We talked the other day about LeBron James and his pals disappointing the paying fans in Memphis by not playing. Gregg Popovich turned this into an art form in San Antonio, which got us thinking about endurance.

The NBA record for consecutive games played? A.C. Green, 1,192. You read that right, 1,192. He broke Randy Smith's record of 906. Andre Miller had a 632 and Bruce Bowen 500, and both of those were ended by one-game suspensions. Miller added another 239 later.

Single digits gone

The Yankees will retire Derek Jeter's No. 2 on Mother's Day, meaning the team will be officially out of single digit numbers. A refresher: 1, Billy Martin; 3, Babe Ruth; 4,Lou Gehrig; 5, Joe DiMaggio; 6, Joe Torre; 7, Mickey Mantle; 8, Yogi Berra/Bill Dickey; 9, Roger Maris.

Cubs manager Joe Maddon was asked at the meetings what he thought of LeBron in a Cubs uniform, which he did recently after losing a bet to Dywane Wade.

"He looked great. He can play center field for us any time," Maddon said.

But Thursday, Aroldis Chapman, speaking through an interpreter, said he wasn't pleased with the way Maddon handled him in the postseason.

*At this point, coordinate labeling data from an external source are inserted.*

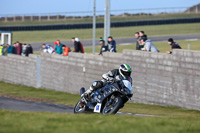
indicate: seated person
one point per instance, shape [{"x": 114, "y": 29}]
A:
[
  {"x": 174, "y": 45},
  {"x": 66, "y": 50},
  {"x": 148, "y": 45},
  {"x": 102, "y": 46},
  {"x": 47, "y": 48}
]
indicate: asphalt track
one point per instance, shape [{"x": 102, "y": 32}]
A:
[
  {"x": 21, "y": 105},
  {"x": 121, "y": 41}
]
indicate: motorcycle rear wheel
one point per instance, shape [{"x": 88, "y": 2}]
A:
[
  {"x": 114, "y": 107},
  {"x": 79, "y": 108}
]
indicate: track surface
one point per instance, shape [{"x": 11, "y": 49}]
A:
[
  {"x": 120, "y": 41},
  {"x": 21, "y": 105}
]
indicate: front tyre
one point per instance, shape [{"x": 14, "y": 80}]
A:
[
  {"x": 112, "y": 108},
  {"x": 80, "y": 107}
]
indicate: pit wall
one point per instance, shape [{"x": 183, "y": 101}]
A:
[{"x": 169, "y": 80}]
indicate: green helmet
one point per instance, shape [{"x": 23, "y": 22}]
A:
[{"x": 125, "y": 70}]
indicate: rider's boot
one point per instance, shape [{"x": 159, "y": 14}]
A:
[{"x": 88, "y": 92}]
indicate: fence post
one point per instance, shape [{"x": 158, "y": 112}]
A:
[
  {"x": 188, "y": 46},
  {"x": 39, "y": 17},
  {"x": 65, "y": 16},
  {"x": 48, "y": 17},
  {"x": 57, "y": 17},
  {"x": 38, "y": 72},
  {"x": 6, "y": 18},
  {"x": 31, "y": 17}
]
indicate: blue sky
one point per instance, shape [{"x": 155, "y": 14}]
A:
[{"x": 53, "y": 6}]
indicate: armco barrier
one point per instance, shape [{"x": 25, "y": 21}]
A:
[
  {"x": 157, "y": 78},
  {"x": 99, "y": 25}
]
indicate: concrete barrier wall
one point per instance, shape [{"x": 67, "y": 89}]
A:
[{"x": 157, "y": 78}]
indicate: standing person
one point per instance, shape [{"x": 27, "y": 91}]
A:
[
  {"x": 1, "y": 49},
  {"x": 102, "y": 46},
  {"x": 58, "y": 47},
  {"x": 14, "y": 50},
  {"x": 9, "y": 49},
  {"x": 24, "y": 49},
  {"x": 47, "y": 48},
  {"x": 29, "y": 50},
  {"x": 111, "y": 44},
  {"x": 77, "y": 45},
  {"x": 148, "y": 45},
  {"x": 66, "y": 50},
  {"x": 18, "y": 48},
  {"x": 138, "y": 45},
  {"x": 174, "y": 45},
  {"x": 81, "y": 45},
  {"x": 5, "y": 50},
  {"x": 142, "y": 34}
]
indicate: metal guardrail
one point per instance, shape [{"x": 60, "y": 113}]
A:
[
  {"x": 99, "y": 25},
  {"x": 88, "y": 14}
]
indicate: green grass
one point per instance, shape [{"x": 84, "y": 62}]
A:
[
  {"x": 45, "y": 122},
  {"x": 72, "y": 99},
  {"x": 170, "y": 120},
  {"x": 124, "y": 32},
  {"x": 162, "y": 46},
  {"x": 101, "y": 19}
]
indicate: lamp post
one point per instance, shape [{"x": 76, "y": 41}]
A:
[{"x": 94, "y": 25}]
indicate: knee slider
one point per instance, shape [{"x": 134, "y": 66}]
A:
[{"x": 97, "y": 85}]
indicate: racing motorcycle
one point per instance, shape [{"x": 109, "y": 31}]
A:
[{"x": 106, "y": 100}]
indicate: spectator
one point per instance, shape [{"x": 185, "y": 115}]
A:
[
  {"x": 14, "y": 50},
  {"x": 24, "y": 49},
  {"x": 5, "y": 51},
  {"x": 174, "y": 45},
  {"x": 111, "y": 44},
  {"x": 138, "y": 45},
  {"x": 148, "y": 45},
  {"x": 1, "y": 49},
  {"x": 141, "y": 33},
  {"x": 58, "y": 47},
  {"x": 18, "y": 48},
  {"x": 10, "y": 49},
  {"x": 47, "y": 48},
  {"x": 102, "y": 46},
  {"x": 29, "y": 50},
  {"x": 82, "y": 49},
  {"x": 77, "y": 45},
  {"x": 66, "y": 50}
]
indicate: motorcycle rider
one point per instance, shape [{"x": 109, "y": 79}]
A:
[{"x": 123, "y": 72}]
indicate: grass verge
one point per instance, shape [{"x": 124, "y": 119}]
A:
[
  {"x": 173, "y": 119},
  {"x": 101, "y": 19},
  {"x": 123, "y": 32},
  {"x": 162, "y": 46},
  {"x": 31, "y": 93},
  {"x": 45, "y": 122}
]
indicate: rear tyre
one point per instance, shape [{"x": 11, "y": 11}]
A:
[
  {"x": 114, "y": 107},
  {"x": 79, "y": 108}
]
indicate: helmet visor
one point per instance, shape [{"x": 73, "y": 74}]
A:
[{"x": 126, "y": 73}]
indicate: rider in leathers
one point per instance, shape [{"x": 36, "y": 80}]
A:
[{"x": 123, "y": 72}]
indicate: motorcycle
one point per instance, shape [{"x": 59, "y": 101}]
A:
[{"x": 106, "y": 100}]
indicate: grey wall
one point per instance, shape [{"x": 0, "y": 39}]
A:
[{"x": 157, "y": 78}]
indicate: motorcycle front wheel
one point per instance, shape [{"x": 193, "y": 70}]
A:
[
  {"x": 112, "y": 108},
  {"x": 79, "y": 107}
]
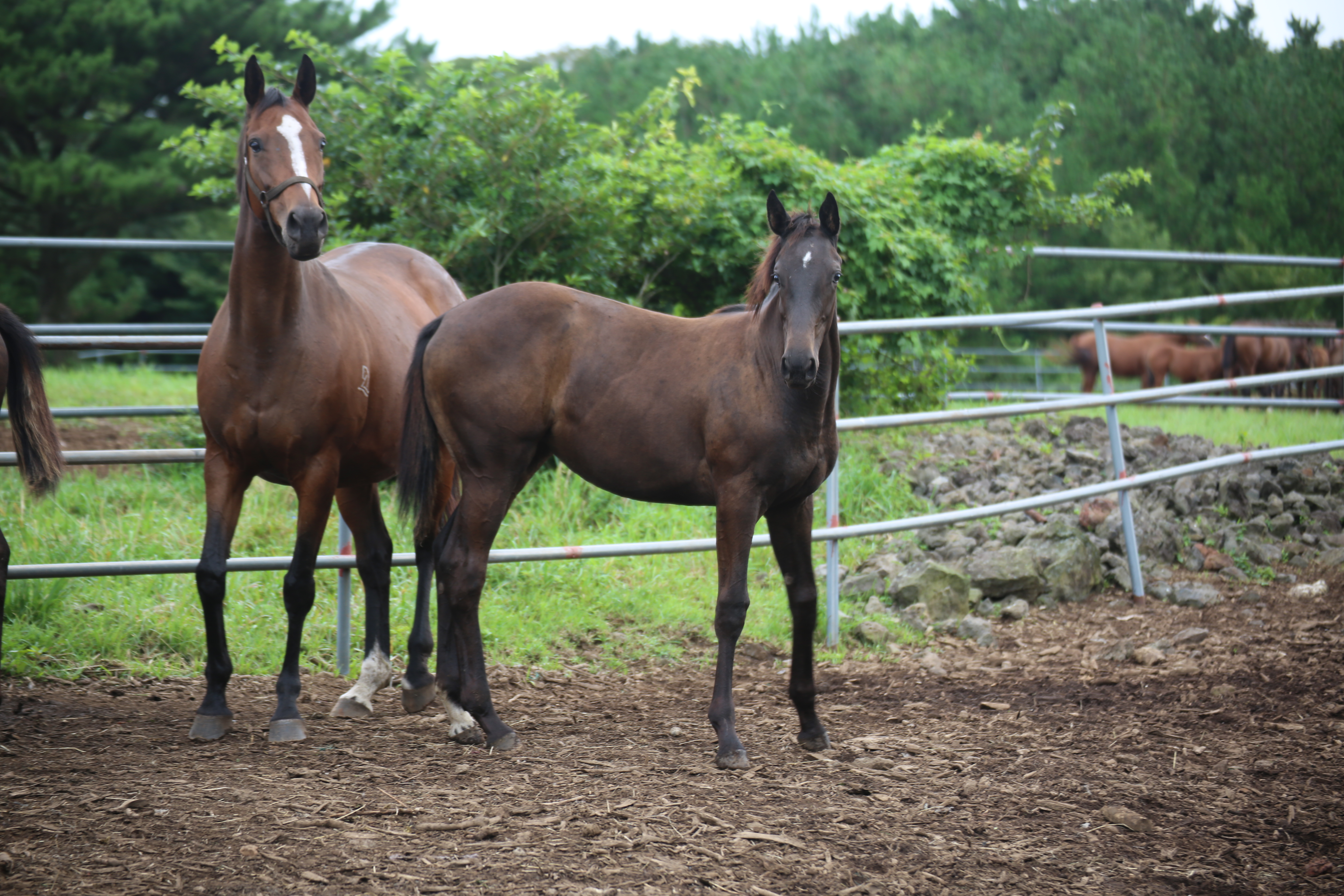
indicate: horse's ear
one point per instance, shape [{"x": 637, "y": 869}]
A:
[
  {"x": 255, "y": 83},
  {"x": 306, "y": 84},
  {"x": 831, "y": 217},
  {"x": 776, "y": 214}
]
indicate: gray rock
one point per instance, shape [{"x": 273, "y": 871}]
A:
[
  {"x": 1197, "y": 594},
  {"x": 1190, "y": 636},
  {"x": 859, "y": 585},
  {"x": 979, "y": 630},
  {"x": 874, "y": 633},
  {"x": 1072, "y": 566},
  {"x": 1006, "y": 571},
  {"x": 1119, "y": 652},
  {"x": 944, "y": 590}
]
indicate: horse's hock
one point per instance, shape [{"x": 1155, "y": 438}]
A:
[{"x": 1285, "y": 511}]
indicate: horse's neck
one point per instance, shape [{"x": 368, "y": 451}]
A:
[{"x": 265, "y": 285}]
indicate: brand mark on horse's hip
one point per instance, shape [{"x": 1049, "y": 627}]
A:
[{"x": 290, "y": 130}]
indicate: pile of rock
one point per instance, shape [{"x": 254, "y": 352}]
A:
[{"x": 1249, "y": 516}]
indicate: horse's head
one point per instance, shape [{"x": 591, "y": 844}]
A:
[
  {"x": 800, "y": 273},
  {"x": 281, "y": 160}
]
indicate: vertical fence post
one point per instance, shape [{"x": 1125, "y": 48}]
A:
[
  {"x": 342, "y": 600},
  {"x": 834, "y": 547},
  {"x": 1117, "y": 459}
]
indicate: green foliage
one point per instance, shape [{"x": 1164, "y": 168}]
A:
[
  {"x": 490, "y": 170},
  {"x": 91, "y": 91}
]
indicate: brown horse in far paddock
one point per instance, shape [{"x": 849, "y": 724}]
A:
[
  {"x": 35, "y": 440},
  {"x": 734, "y": 410},
  {"x": 1187, "y": 365},
  {"x": 1128, "y": 354},
  {"x": 300, "y": 383}
]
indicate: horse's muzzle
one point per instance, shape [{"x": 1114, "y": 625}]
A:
[
  {"x": 800, "y": 370},
  {"x": 306, "y": 232}
]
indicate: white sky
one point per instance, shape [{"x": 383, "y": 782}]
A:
[{"x": 529, "y": 28}]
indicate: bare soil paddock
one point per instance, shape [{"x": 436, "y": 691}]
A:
[{"x": 1230, "y": 750}]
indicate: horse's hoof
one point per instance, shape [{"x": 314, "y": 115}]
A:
[
  {"x": 283, "y": 730},
  {"x": 815, "y": 743},
  {"x": 416, "y": 699},
  {"x": 350, "y": 708},
  {"x": 506, "y": 742},
  {"x": 210, "y": 727},
  {"x": 736, "y": 760}
]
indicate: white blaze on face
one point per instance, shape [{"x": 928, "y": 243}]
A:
[{"x": 290, "y": 130}]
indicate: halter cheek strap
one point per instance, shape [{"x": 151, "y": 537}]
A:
[{"x": 264, "y": 197}]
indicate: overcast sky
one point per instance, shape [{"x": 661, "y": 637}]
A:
[{"x": 529, "y": 28}]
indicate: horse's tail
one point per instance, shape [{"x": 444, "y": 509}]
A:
[
  {"x": 30, "y": 417},
  {"x": 417, "y": 477},
  {"x": 1229, "y": 357}
]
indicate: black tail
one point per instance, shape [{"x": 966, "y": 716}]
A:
[
  {"x": 30, "y": 418},
  {"x": 417, "y": 479},
  {"x": 1229, "y": 357}
]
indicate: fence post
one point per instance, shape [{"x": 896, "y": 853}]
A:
[
  {"x": 1117, "y": 457},
  {"x": 834, "y": 546},
  {"x": 342, "y": 600}
]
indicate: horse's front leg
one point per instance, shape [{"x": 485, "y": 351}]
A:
[
  {"x": 791, "y": 536},
  {"x": 225, "y": 488},
  {"x": 734, "y": 523},
  {"x": 374, "y": 561},
  {"x": 315, "y": 504}
]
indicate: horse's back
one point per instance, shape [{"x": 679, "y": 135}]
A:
[{"x": 394, "y": 272}]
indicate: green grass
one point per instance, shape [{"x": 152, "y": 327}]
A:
[{"x": 533, "y": 613}]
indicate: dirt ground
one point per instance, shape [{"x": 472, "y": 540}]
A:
[{"x": 991, "y": 780}]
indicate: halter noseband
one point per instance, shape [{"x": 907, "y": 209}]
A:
[{"x": 264, "y": 197}]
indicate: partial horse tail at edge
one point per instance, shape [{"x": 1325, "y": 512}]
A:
[
  {"x": 417, "y": 477},
  {"x": 35, "y": 438}
]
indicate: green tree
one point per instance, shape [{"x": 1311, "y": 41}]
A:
[{"x": 88, "y": 92}]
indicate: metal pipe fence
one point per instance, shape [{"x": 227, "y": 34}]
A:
[{"x": 157, "y": 338}]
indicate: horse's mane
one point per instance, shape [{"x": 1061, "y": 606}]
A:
[
  {"x": 271, "y": 99},
  {"x": 802, "y": 224}
]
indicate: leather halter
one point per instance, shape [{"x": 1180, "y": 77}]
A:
[{"x": 264, "y": 197}]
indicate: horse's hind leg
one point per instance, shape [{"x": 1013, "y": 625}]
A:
[
  {"x": 315, "y": 504},
  {"x": 374, "y": 561},
  {"x": 225, "y": 488},
  {"x": 791, "y": 536}
]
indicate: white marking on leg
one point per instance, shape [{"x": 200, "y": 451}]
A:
[
  {"x": 374, "y": 675},
  {"x": 459, "y": 719},
  {"x": 290, "y": 130}
]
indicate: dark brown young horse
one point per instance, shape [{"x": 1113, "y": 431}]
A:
[
  {"x": 733, "y": 410},
  {"x": 1128, "y": 354},
  {"x": 35, "y": 440},
  {"x": 1189, "y": 365},
  {"x": 300, "y": 383}
]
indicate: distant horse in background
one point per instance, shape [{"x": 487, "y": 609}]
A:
[
  {"x": 1128, "y": 354},
  {"x": 1189, "y": 365},
  {"x": 734, "y": 410},
  {"x": 1252, "y": 355},
  {"x": 35, "y": 440},
  {"x": 300, "y": 383}
]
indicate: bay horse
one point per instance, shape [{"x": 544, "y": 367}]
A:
[
  {"x": 300, "y": 383},
  {"x": 35, "y": 441},
  {"x": 734, "y": 410},
  {"x": 1128, "y": 354},
  {"x": 1189, "y": 365}
]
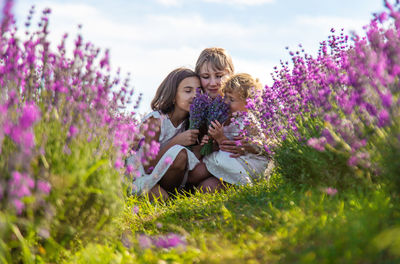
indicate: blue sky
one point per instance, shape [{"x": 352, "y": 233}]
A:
[{"x": 150, "y": 38}]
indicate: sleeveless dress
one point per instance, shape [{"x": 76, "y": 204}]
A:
[
  {"x": 237, "y": 171},
  {"x": 144, "y": 182}
]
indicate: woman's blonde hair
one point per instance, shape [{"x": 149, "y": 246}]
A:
[
  {"x": 218, "y": 58},
  {"x": 243, "y": 83},
  {"x": 165, "y": 96}
]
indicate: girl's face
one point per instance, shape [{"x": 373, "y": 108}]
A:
[
  {"x": 186, "y": 92},
  {"x": 211, "y": 79},
  {"x": 235, "y": 102}
]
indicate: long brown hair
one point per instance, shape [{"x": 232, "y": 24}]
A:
[{"x": 165, "y": 96}]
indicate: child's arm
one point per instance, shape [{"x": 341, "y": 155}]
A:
[{"x": 216, "y": 132}]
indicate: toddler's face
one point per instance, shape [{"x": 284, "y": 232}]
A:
[
  {"x": 186, "y": 93},
  {"x": 211, "y": 79},
  {"x": 236, "y": 102}
]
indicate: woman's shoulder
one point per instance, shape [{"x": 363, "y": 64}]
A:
[{"x": 153, "y": 114}]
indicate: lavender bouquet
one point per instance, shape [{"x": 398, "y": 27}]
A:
[{"x": 217, "y": 110}]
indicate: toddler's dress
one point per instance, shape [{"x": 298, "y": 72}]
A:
[
  {"x": 144, "y": 182},
  {"x": 240, "y": 170}
]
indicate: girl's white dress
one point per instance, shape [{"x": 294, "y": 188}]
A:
[
  {"x": 240, "y": 170},
  {"x": 144, "y": 182}
]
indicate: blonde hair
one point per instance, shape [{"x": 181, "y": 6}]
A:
[
  {"x": 243, "y": 83},
  {"x": 219, "y": 59},
  {"x": 165, "y": 96}
]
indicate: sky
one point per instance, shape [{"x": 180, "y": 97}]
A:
[{"x": 150, "y": 38}]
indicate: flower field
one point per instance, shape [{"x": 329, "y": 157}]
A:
[{"x": 67, "y": 122}]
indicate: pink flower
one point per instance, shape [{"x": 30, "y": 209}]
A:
[
  {"x": 43, "y": 186},
  {"x": 171, "y": 240},
  {"x": 144, "y": 241},
  {"x": 72, "y": 131}
]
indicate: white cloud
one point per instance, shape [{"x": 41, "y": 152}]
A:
[
  {"x": 327, "y": 22},
  {"x": 169, "y": 2}
]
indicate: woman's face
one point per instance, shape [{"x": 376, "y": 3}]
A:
[
  {"x": 235, "y": 102},
  {"x": 211, "y": 79},
  {"x": 186, "y": 92}
]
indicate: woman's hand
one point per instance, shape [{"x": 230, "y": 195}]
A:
[
  {"x": 237, "y": 146},
  {"x": 187, "y": 138},
  {"x": 216, "y": 131}
]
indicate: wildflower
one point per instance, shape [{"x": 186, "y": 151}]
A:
[
  {"x": 43, "y": 186},
  {"x": 383, "y": 118},
  {"x": 217, "y": 110},
  {"x": 168, "y": 241},
  {"x": 168, "y": 160},
  {"x": 198, "y": 110},
  {"x": 72, "y": 131},
  {"x": 144, "y": 241},
  {"x": 135, "y": 209}
]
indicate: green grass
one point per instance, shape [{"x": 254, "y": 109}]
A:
[{"x": 270, "y": 222}]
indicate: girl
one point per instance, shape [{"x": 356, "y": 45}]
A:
[
  {"x": 167, "y": 170},
  {"x": 220, "y": 165},
  {"x": 213, "y": 65}
]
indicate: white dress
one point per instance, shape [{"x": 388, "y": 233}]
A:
[
  {"x": 240, "y": 170},
  {"x": 144, "y": 182}
]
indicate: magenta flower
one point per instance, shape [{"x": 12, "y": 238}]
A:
[
  {"x": 43, "y": 186},
  {"x": 169, "y": 241}
]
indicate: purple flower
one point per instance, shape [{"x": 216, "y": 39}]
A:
[
  {"x": 169, "y": 241},
  {"x": 144, "y": 241},
  {"x": 217, "y": 110},
  {"x": 317, "y": 143},
  {"x": 330, "y": 191},
  {"x": 383, "y": 118},
  {"x": 198, "y": 110},
  {"x": 43, "y": 186},
  {"x": 30, "y": 114},
  {"x": 72, "y": 131}
]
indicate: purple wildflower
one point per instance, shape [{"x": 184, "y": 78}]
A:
[
  {"x": 217, "y": 110},
  {"x": 169, "y": 241},
  {"x": 198, "y": 110},
  {"x": 330, "y": 191}
]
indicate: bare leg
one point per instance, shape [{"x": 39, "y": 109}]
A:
[
  {"x": 173, "y": 178},
  {"x": 196, "y": 151},
  {"x": 211, "y": 184},
  {"x": 198, "y": 174},
  {"x": 157, "y": 193}
]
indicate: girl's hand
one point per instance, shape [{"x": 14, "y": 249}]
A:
[
  {"x": 216, "y": 131},
  {"x": 204, "y": 140},
  {"x": 187, "y": 138},
  {"x": 237, "y": 146}
]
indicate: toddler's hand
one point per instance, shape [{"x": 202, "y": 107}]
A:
[{"x": 216, "y": 131}]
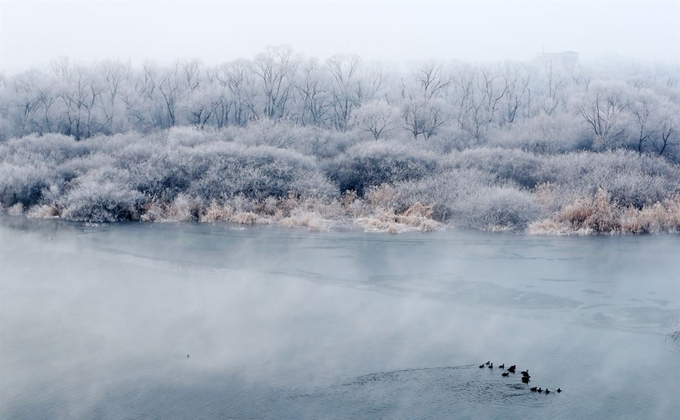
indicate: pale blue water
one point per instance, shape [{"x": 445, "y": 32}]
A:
[{"x": 97, "y": 322}]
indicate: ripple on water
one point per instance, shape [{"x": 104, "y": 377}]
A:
[{"x": 467, "y": 391}]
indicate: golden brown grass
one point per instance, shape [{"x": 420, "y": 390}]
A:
[{"x": 599, "y": 215}]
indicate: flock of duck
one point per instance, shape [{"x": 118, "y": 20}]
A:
[{"x": 525, "y": 375}]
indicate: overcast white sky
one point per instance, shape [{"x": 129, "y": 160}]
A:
[{"x": 34, "y": 32}]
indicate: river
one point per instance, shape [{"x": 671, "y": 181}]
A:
[{"x": 180, "y": 321}]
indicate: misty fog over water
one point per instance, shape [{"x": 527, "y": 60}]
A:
[{"x": 98, "y": 322}]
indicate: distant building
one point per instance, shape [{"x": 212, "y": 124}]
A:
[{"x": 565, "y": 59}]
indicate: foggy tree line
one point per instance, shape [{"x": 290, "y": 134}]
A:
[
  {"x": 536, "y": 106},
  {"x": 292, "y": 140}
]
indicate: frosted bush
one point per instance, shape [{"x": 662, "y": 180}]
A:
[
  {"x": 23, "y": 184},
  {"x": 376, "y": 163},
  {"x": 497, "y": 208}
]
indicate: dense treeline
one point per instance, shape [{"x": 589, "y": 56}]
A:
[
  {"x": 541, "y": 106},
  {"x": 299, "y": 141}
]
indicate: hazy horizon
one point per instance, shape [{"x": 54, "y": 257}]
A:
[{"x": 33, "y": 33}]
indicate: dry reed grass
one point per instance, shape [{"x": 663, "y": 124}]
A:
[{"x": 600, "y": 215}]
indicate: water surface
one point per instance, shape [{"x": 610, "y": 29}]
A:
[{"x": 96, "y": 323}]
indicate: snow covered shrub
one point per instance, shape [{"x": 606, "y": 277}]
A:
[
  {"x": 497, "y": 208},
  {"x": 514, "y": 165},
  {"x": 266, "y": 132},
  {"x": 443, "y": 192},
  {"x": 544, "y": 134},
  {"x": 375, "y": 163},
  {"x": 220, "y": 170},
  {"x": 629, "y": 178},
  {"x": 49, "y": 149},
  {"x": 103, "y": 195},
  {"x": 23, "y": 183}
]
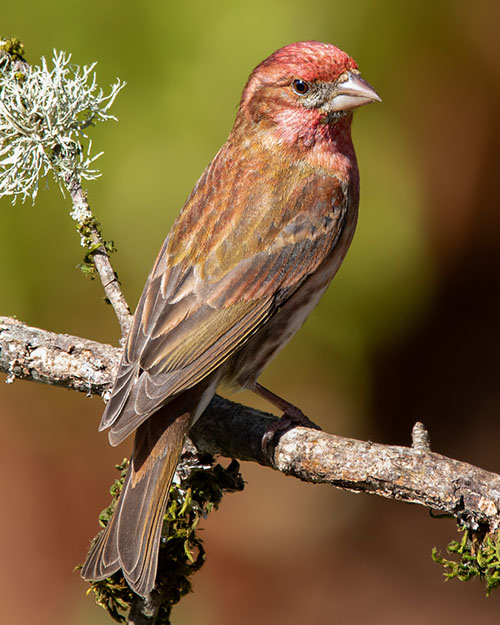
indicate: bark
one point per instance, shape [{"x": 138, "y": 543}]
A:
[{"x": 412, "y": 474}]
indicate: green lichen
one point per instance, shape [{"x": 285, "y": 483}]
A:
[
  {"x": 86, "y": 229},
  {"x": 12, "y": 47},
  {"x": 477, "y": 555},
  {"x": 181, "y": 550}
]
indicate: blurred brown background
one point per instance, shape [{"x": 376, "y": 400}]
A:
[{"x": 408, "y": 331}]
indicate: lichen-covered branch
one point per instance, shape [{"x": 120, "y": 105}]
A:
[
  {"x": 98, "y": 249},
  {"x": 411, "y": 474}
]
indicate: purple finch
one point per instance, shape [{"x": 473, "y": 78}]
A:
[{"x": 258, "y": 241}]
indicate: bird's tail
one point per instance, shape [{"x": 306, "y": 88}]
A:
[{"x": 131, "y": 539}]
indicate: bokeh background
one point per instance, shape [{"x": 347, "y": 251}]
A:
[{"x": 409, "y": 330}]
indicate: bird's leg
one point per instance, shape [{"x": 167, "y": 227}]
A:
[{"x": 292, "y": 416}]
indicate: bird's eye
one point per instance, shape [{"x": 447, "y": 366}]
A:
[{"x": 301, "y": 87}]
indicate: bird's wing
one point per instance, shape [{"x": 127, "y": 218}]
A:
[{"x": 215, "y": 283}]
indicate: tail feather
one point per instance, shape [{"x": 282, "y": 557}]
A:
[{"x": 131, "y": 539}]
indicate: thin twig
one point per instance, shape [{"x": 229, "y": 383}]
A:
[{"x": 111, "y": 286}]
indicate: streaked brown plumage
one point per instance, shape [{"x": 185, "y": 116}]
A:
[{"x": 257, "y": 243}]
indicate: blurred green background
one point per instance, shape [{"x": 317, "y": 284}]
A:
[{"x": 409, "y": 330}]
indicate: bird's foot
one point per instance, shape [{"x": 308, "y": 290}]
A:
[{"x": 292, "y": 417}]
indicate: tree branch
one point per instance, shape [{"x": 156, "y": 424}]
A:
[
  {"x": 89, "y": 229},
  {"x": 412, "y": 474}
]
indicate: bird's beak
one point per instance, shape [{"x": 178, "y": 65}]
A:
[{"x": 352, "y": 92}]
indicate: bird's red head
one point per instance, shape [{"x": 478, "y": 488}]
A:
[
  {"x": 307, "y": 60},
  {"x": 302, "y": 90}
]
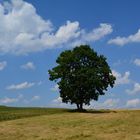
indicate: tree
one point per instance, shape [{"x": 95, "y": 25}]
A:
[{"x": 82, "y": 75}]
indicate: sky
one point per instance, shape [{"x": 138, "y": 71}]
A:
[{"x": 33, "y": 33}]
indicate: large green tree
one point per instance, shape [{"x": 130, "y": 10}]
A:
[{"x": 82, "y": 75}]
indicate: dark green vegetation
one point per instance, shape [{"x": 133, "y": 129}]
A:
[
  {"x": 66, "y": 124},
  {"x": 10, "y": 113},
  {"x": 82, "y": 75}
]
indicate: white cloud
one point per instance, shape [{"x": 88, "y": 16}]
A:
[
  {"x": 23, "y": 85},
  {"x": 37, "y": 34},
  {"x": 55, "y": 88},
  {"x": 7, "y": 100},
  {"x": 137, "y": 62},
  {"x": 35, "y": 98},
  {"x": 57, "y": 100},
  {"x": 28, "y": 66},
  {"x": 121, "y": 41},
  {"x": 136, "y": 89},
  {"x": 133, "y": 103},
  {"x": 99, "y": 32},
  {"x": 3, "y": 64},
  {"x": 121, "y": 79}
]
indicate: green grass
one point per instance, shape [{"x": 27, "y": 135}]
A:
[
  {"x": 63, "y": 124},
  {"x": 11, "y": 113}
]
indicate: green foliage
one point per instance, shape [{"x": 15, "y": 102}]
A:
[{"x": 82, "y": 75}]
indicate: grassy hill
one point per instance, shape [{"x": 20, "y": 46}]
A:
[{"x": 63, "y": 124}]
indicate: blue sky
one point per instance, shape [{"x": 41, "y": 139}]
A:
[{"x": 34, "y": 33}]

"I think he was wrong in the way he used me," said Chapman, who has re-signed with the Yankees. "He abused me a bit on how much he made me pitch, and sometimes he made me pitch when I didn't need to pitch."

How does the song go? "You just keep on using me . until you use me up."

Finally, David Pastrnak, the Bruins' only pure scorer, has had minor elbow surgery, the same operation that cost David Backes five games earlier this season. He'll miss at least two game. Not what this team needs at an already important time.